Lobster and corn chowder with basil butter ($10.50)
Corn goes luxe in this mainstay dish at Peninsula Grill — it's been on the menu since the restaurant opened in 1997. The corn, grown on Johns Island, is boiled down into a stock — cob and all — then little chunks of Maine lobster, corn, and tender vegetables are stirred in. It's topped with a fresh dollop of basil butter. This incredibly rich, creamy soup isn't remotely chunky, as you might expect a chowder to be. Even so, with a basket of fresh bread it could stand as a gourmet meal by itself. Besides the soup, Chef Robert Carter often features corn in his daily specials. When we visited, they offered a sweet corn flan with pecan- and cornmeal-encrusted fried oysters and a smoked aioli sauce. The flan was cool, refreshing, and smooth with intermittent pops of fresh kernels.
Downtown. 462 King St.
Lamb Lollipops with fried blue corn polenta ($14)
Chai's lamb lollipops really aren't as crazy as they sound, but the dish uses corn in one of the most innovative ways we encountered. The "lollipops" are in fact two small rib bones topped with tender medallions of meat. The bone-end sits in a pool of mint pesto, while the lamb rests on top of two triangular polenta cakes, created with soft blue corn polenta. It's all topped with a vinegary kalamata olive and tomato salad. The cakes are seared in a skillet like cornbread, but not for long — they're hot and crunchy on the outside and smooth and almost bland on the inside. The texture and grits-like flavor is complemented well by the flavorful sauces.
Huck's Lowcountry Table
Isle of Palms. 1130 Ocean Blvd. 2nd Floor
Cinnamon rum brined bone-in pork chop with succotash of sweet corn, bacon, onions, peppers, pimiento cheese brulee ($17)

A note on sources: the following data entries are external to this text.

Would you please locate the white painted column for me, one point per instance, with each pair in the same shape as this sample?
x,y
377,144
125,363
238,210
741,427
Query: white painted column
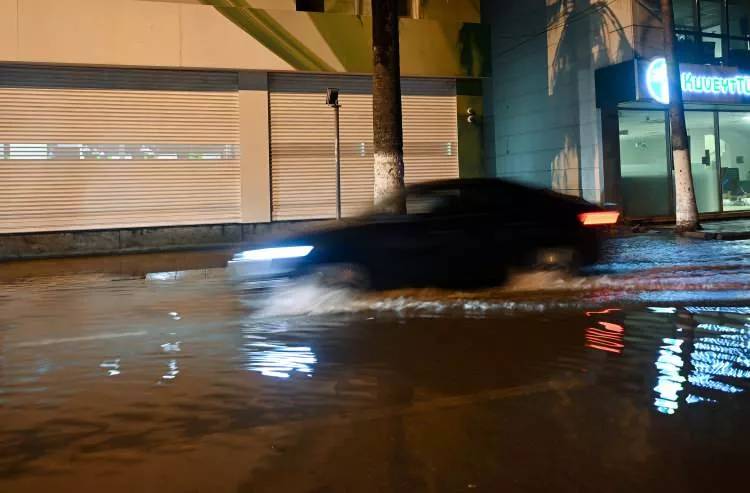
x,y
255,150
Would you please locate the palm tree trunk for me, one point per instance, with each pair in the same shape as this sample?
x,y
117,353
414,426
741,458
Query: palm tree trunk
x,y
387,125
686,209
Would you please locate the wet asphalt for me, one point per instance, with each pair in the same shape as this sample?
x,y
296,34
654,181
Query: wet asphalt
x,y
158,373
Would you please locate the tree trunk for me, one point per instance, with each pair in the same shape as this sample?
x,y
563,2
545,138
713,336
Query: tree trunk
x,y
386,98
686,209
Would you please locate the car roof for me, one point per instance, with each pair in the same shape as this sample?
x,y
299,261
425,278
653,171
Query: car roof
x,y
509,186
464,182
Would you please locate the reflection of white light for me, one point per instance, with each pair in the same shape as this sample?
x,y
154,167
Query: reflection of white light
x,y
171,347
112,366
278,361
670,382
657,309
274,253
173,370
740,310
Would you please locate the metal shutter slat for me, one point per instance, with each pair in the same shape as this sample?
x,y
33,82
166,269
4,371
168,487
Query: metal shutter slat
x,y
302,131
189,117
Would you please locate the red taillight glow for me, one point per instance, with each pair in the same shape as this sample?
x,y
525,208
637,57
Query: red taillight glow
x,y
600,218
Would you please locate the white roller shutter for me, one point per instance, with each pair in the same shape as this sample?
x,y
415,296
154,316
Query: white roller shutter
x,y
114,148
302,133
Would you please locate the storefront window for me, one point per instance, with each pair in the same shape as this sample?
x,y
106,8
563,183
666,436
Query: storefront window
x,y
703,159
734,130
684,14
644,173
739,18
711,18
713,31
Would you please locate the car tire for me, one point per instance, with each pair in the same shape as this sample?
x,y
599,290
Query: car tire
x,y
566,259
342,275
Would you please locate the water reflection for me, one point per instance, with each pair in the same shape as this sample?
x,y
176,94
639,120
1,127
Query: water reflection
x,y
702,355
173,370
670,381
112,367
708,360
274,358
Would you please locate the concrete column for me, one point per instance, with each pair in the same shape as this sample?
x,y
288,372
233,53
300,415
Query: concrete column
x,y
255,148
611,144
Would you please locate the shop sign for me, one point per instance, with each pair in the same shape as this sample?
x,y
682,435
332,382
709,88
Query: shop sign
x,y
700,83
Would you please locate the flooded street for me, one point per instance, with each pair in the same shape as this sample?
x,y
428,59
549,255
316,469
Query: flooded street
x,y
158,373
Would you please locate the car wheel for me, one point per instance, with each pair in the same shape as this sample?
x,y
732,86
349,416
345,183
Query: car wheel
x,y
342,275
566,259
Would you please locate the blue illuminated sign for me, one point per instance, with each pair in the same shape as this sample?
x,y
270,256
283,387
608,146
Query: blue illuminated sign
x,y
700,83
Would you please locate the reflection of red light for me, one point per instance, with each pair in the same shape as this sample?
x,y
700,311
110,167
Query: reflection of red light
x,y
604,348
599,218
603,312
613,327
609,339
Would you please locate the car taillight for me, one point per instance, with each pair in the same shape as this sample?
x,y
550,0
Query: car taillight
x,y
599,218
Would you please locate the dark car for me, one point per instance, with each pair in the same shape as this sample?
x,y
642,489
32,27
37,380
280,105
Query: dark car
x,y
455,233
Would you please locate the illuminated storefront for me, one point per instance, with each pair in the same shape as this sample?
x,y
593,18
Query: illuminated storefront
x,y
717,100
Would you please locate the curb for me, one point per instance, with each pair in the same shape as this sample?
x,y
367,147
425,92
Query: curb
x,y
718,235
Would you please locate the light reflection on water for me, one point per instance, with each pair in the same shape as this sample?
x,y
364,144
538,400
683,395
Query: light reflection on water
x,y
157,368
702,362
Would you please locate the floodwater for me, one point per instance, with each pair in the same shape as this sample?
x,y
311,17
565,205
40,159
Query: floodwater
x,y
157,373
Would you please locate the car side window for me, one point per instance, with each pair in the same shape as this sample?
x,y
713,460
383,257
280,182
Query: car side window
x,y
429,202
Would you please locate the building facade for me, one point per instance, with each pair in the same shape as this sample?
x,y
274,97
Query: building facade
x,y
145,113
579,100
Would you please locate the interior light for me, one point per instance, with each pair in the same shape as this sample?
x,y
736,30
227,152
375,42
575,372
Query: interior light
x,y
264,254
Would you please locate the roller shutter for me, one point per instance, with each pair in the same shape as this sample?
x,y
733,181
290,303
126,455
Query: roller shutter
x,y
302,133
115,148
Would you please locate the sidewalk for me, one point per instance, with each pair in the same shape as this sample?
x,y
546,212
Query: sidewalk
x,y
738,229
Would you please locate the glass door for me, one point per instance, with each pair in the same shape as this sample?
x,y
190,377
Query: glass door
x,y
734,142
645,181
701,127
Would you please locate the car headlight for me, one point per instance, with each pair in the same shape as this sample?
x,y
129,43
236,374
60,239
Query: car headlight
x,y
265,254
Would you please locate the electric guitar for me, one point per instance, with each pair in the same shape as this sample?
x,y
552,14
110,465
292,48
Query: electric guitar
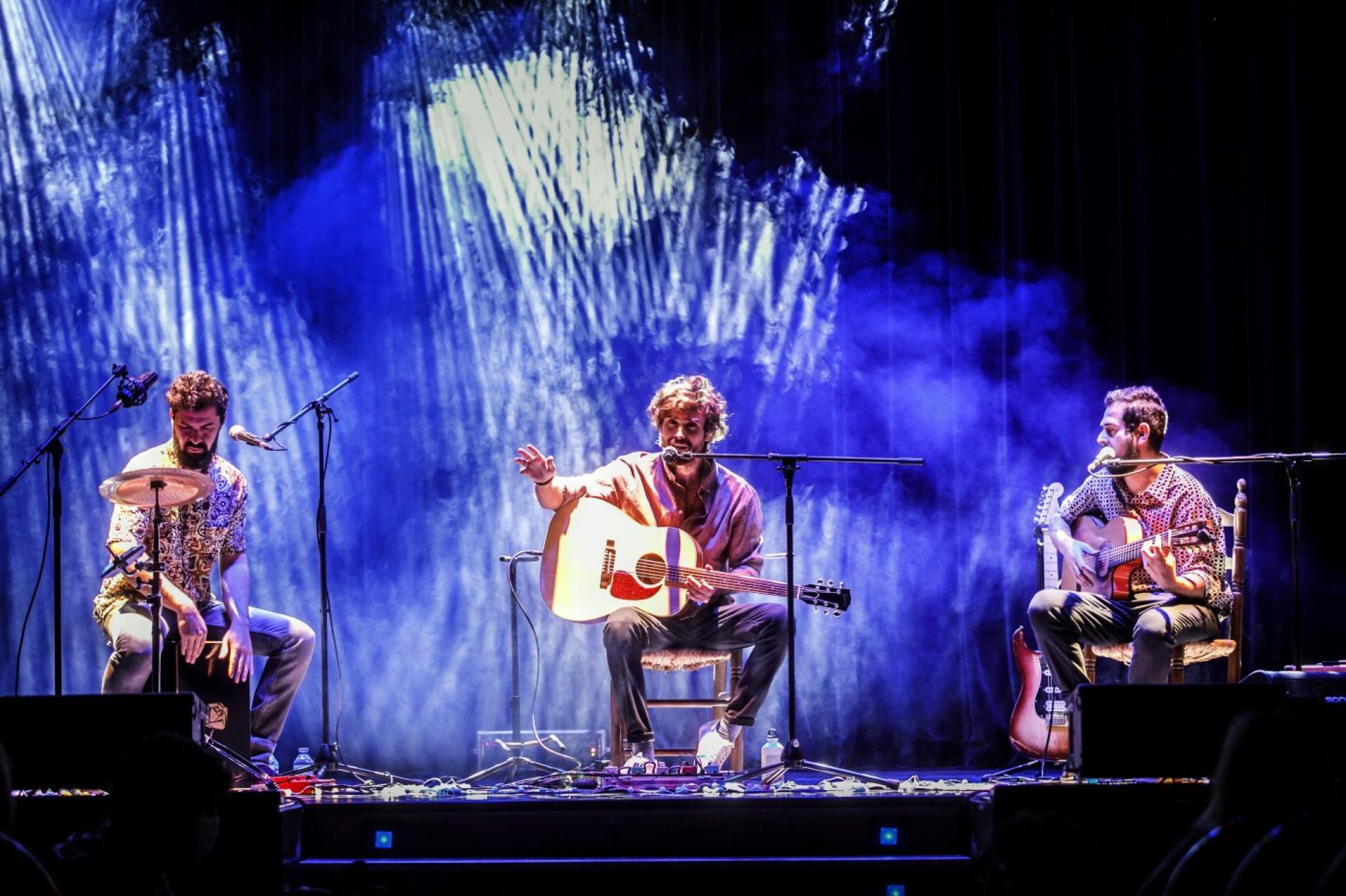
x,y
598,560
1038,720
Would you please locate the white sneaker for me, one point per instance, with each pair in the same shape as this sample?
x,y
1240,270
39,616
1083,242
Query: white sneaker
x,y
714,748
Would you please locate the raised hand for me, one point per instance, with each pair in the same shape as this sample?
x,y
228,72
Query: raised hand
x,y
535,466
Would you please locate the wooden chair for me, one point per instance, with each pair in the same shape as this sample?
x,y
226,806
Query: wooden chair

The old One Eyed Parrot on IOP has been transformed into a clean and attractive place called Huck's Lowcountry Table. The dining room is low-key and stylish, intimate yet open, with an unbeatable ocean view. They're South Carolina certified, meaning that at least 25 percent of the food they use is grown or produced in-state, and their pork chop with corn succotash is a great example of their dedication to local products. The pork is from Caw Caw Creek Farms, and it's perfectly sweet and tender. It sits atop a generous helping of corn succotash, which uses pinkeye peas instead of the traditional limas. Chef J. J. Kern says he prefers the consistency in size offered by the tender field peas. The local corn is smoked in-house and pairs well with the pork, but still gives that enjoyable crunchy-and-soft juxtaposition of textures. The whole thing is topped with a homemade "pimiento cheese brulee." Kern describes it as "slap your grandma good."